Why it's important to know where this valuable resource is hidden on the satellite's surface. Water on the Moon, NASA now knows where to look.
Is there water on the Moon? The answer is yes: the hypothesis was born ten years ago, from some expeditions that made use of spacecraft, and was confirmed in 2020 by NASA's Stratospheric Observatory for Infrared Astronomy (SOFIA). The real question now is another and has to do with where to look for it.
We know there is water on the Moon and now scientists know where to look for it
Scientists are looking with interest inside in some permanently shadowed craters on our satellite: sunlight never reaches here. However, some observations show that water ice is also present on much of the lunar surface, even during the day.
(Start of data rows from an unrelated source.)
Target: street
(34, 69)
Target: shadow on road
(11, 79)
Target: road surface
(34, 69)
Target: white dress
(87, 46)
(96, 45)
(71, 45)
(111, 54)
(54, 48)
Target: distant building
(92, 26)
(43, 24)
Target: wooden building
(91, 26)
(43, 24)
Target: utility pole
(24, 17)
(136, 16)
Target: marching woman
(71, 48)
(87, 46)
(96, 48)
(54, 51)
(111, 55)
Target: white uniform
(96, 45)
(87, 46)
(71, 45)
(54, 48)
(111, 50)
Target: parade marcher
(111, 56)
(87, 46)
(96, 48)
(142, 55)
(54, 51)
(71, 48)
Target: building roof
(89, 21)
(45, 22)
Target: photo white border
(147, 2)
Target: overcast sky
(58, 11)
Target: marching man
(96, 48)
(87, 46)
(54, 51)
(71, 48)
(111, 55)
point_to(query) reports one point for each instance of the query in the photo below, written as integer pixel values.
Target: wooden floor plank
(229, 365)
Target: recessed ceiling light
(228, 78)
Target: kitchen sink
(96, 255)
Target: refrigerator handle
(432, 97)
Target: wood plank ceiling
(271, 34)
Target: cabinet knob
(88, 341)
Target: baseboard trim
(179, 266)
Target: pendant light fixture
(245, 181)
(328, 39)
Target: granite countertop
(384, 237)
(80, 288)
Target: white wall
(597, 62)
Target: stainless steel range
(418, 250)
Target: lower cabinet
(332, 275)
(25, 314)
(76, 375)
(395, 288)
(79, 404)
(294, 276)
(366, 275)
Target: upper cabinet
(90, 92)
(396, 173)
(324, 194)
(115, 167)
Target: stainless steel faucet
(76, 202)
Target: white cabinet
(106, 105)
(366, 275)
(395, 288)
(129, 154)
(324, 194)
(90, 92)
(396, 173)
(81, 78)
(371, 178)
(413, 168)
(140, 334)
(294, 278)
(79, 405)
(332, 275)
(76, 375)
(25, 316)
This new evidence poses a conundrum for space scholars, because the computer-generated models we've relied on so far have suggested that the water ice that forms during the lunar night should burn off quickly when the Sun beats down on the arid silver-gray surface that Neil Armstrong first touched in 1969.
"This fact," says Björn Davidsson, a scientist at NASA's Jet Propulsion Laboratory, "raises intriguing questions about how volatiles, such as water ice, can survive on airless bodies." Davidsson and coauthor Sona Hosseini, a researcher and scientist at JPL tried to provide an answer to the apparent contradiction between what we were able to observe and what we computer-processed instead: according to the two researchers' theory, the preservation of water ice results from the combined effect of the Moon's exosphere, which contains tenuous gases that act as a thin atmosphere, and the shadows cast on the ground by the satellite's wrinkled surface when illuminated by the Sun.
Why it's important to understand where water hides on our satellite
"Understanding water as a resource is essential to NASA and future human lunar exploration efforts," Hosseini said. "If water is available in the form of frost in the sunlit regions of the Moon, future explorers could use it as a resource for fuel and drinking water."
The study is titled "Implications of surface roughness in models of water desorption on the Moon" and was published in the Monthly Notices of the Royal Astronomical Society on Aug. 2, 2021.